A few hours later, as the plane sits at an altitude of 10 kilometres above East America, a moment follows that many will recognise: feeling bored, Lenstra snatches the airline magazine out of the seat in front of him and starts flicking through it. At that moment, he does not yet suspect that this choice will give his future self an avalanche of publicity.
A reunion with Escher
‘In the magazine I read a piece about the Dutch artist M.C. Escher, which is accompanied by a picture of his lithograph the Print Gallery,’ the mathematician outlines the situation twenty years later. ‘I knew Escher and his prints from my days at the gymnasium, from Pythagoras, a maths magazine for young people. It was always accompanied by a comprehensible explanation for secondary school students, written by science populariser Bruno Ernst. When I went to study mathematics, I thought I had grown out of it. Anyway, while I was on the plane, I suddenly look at the lithograph with completely different eyes. It is clear to me that there is a mathematical theory hidden inside of it, and I wonder which one it is. But sitting in the plane, I can't figure it out...’
A picture of the artwork Print Gallery at the Escher exposition in Italy:
Escher in trouble
The lithograph that grabs Lenstra's attentions is a print by Escher from 1956. In the artwork, a man in a gallery is looking at a print of a coastal city, with the gallery and the city merging into one another – the man appears to be part of the artwork he is looking at. However, this is not the most striking feature of the print. In the centre sits a conspicuous white circle with Escher’s signature. According to some stories, Escher wants to create a ‘circular expansion without beginning or end’. But it is not entirely clear why he leaves the centre open. Over the years, many have been fascinated by the incomplete print. In his book Gödel, Escher, Bach: An Eternal Golden Braid, the American writer Douglas Hofstadter explains the missing middle section with theories of the German philosopher and logician Kurt Gödel. Despite all the attention, no one manages to fill the mysterious gap. Until Lenstra, on that conscious journey back to the Netherlands, faces the print.
Lenstra gets a clue from an old acquaintance
After a long flight, the professor gets off the aircraft at Schiphol and returns home. When he arrives, he walks to the bookcase and picks up a 116-page dusty paperback called The Magic Mirror of M.C. Escher. ‘A book in which Bruno Ernst had bundled his Pythagoras contributions,' says Lenstra. ‘In the book, Ernst explains how Escher had made the print, and also shows working drawings by Escher, very insightful. In addition, one of Ernst’s remarks puts me on the trail of the so-called "conformal transformations". These are transformations that leave the form unchanged on a small scale. The theory stems from the mid-nineteenth century and can be largely attributed to the German mathematician Riemann.’

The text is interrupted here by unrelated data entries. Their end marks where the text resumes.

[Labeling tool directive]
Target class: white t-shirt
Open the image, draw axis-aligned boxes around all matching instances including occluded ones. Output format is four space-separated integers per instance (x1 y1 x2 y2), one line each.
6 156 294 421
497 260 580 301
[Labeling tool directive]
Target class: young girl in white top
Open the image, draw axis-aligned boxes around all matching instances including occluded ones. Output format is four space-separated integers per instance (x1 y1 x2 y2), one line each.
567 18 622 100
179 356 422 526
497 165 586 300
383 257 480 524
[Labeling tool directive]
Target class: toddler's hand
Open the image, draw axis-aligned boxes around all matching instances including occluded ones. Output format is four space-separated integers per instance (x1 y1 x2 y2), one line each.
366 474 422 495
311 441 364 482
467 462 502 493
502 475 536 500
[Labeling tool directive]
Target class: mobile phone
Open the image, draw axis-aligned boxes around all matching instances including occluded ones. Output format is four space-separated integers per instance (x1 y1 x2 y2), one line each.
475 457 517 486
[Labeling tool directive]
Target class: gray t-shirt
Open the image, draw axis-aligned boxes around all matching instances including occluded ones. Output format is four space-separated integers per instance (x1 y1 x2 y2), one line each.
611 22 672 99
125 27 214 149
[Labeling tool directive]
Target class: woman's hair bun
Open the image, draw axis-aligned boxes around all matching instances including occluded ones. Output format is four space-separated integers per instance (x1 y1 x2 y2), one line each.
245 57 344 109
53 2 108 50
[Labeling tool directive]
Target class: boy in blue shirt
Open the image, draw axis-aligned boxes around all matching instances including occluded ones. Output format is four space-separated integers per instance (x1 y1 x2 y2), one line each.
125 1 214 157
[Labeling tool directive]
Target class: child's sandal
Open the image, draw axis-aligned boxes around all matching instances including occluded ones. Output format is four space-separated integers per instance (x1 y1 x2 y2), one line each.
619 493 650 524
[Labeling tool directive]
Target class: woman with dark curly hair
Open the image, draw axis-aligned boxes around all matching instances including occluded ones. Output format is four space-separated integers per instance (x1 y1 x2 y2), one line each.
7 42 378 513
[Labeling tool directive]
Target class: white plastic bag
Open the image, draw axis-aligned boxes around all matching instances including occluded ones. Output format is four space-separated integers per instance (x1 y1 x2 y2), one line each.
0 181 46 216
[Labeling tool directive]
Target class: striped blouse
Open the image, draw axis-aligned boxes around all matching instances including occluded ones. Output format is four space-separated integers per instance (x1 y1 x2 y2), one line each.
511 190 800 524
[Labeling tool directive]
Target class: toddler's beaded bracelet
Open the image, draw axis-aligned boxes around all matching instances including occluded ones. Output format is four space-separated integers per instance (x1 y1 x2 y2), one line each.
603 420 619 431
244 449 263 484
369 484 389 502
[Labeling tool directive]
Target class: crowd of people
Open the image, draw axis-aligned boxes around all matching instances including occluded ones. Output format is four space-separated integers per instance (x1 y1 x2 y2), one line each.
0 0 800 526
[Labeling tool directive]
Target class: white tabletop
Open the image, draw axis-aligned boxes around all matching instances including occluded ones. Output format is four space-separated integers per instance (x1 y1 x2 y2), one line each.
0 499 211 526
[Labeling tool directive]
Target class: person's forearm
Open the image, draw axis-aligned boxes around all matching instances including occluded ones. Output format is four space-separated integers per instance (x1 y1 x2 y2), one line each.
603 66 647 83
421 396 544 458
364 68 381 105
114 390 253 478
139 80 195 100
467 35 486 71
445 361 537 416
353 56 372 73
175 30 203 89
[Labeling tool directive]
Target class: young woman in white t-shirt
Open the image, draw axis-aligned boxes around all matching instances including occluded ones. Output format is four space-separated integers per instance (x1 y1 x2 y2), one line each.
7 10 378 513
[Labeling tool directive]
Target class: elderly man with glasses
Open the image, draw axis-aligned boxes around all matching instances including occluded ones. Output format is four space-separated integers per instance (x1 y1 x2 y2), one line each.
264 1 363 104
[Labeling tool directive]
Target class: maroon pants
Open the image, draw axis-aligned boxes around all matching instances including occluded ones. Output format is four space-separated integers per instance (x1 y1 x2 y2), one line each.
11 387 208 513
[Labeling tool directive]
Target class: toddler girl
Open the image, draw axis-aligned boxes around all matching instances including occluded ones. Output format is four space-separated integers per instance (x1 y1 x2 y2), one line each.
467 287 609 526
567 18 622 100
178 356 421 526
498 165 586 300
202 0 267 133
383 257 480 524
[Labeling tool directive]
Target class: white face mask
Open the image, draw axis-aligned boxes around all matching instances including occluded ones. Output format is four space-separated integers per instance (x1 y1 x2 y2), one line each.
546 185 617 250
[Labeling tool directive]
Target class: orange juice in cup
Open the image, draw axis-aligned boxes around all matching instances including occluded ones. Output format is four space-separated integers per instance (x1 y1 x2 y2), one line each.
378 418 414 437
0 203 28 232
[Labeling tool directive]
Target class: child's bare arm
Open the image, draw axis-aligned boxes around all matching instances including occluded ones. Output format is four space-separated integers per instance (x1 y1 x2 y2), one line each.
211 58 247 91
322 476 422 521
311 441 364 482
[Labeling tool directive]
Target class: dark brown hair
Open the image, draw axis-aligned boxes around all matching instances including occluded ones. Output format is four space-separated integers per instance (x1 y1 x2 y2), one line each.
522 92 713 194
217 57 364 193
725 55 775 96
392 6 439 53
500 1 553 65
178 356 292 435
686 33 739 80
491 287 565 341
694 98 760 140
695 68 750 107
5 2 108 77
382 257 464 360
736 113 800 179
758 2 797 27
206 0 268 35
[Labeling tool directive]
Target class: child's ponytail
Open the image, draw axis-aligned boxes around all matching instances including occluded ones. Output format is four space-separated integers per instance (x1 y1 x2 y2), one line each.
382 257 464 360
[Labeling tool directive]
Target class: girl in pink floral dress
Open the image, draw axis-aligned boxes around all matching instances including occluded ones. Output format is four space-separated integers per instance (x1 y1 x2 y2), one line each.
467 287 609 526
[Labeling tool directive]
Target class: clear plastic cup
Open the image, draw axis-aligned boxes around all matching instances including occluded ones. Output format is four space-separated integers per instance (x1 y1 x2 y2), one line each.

But Lenstra wonders what kind of conformal transformation is involved exactly. 'From the working drawings it becomes clear to me that, in principle, the print should repeat itself inwards, just like the depiction on a Droste tin. If one makes the picture on a Droste tin about seven times as big in all directions, one sees the same picture.’ But what factor must be used to blow up Escher's print, and turn over what angle, to see the same print? ‘A specific question I can deal with,’ he thinks to himself.
The back of an envelope
Lenstra rolls up his sleeves and goes to work. A simple calculation, on the back of an envelope, gives him a precise formula for the desired transformation. ‘In this way, I fully expose the mathematical theory behind the print, in fact in no time at all,’ says Lenstra. ‘Those are always beautiful moments, when you suddenly have the feeling that you understand something right down to its core!’ Yet he remains modest: ‘This is actually nineteenth-century mathematics. I therefore see this project more as popularisation than as scientific research.’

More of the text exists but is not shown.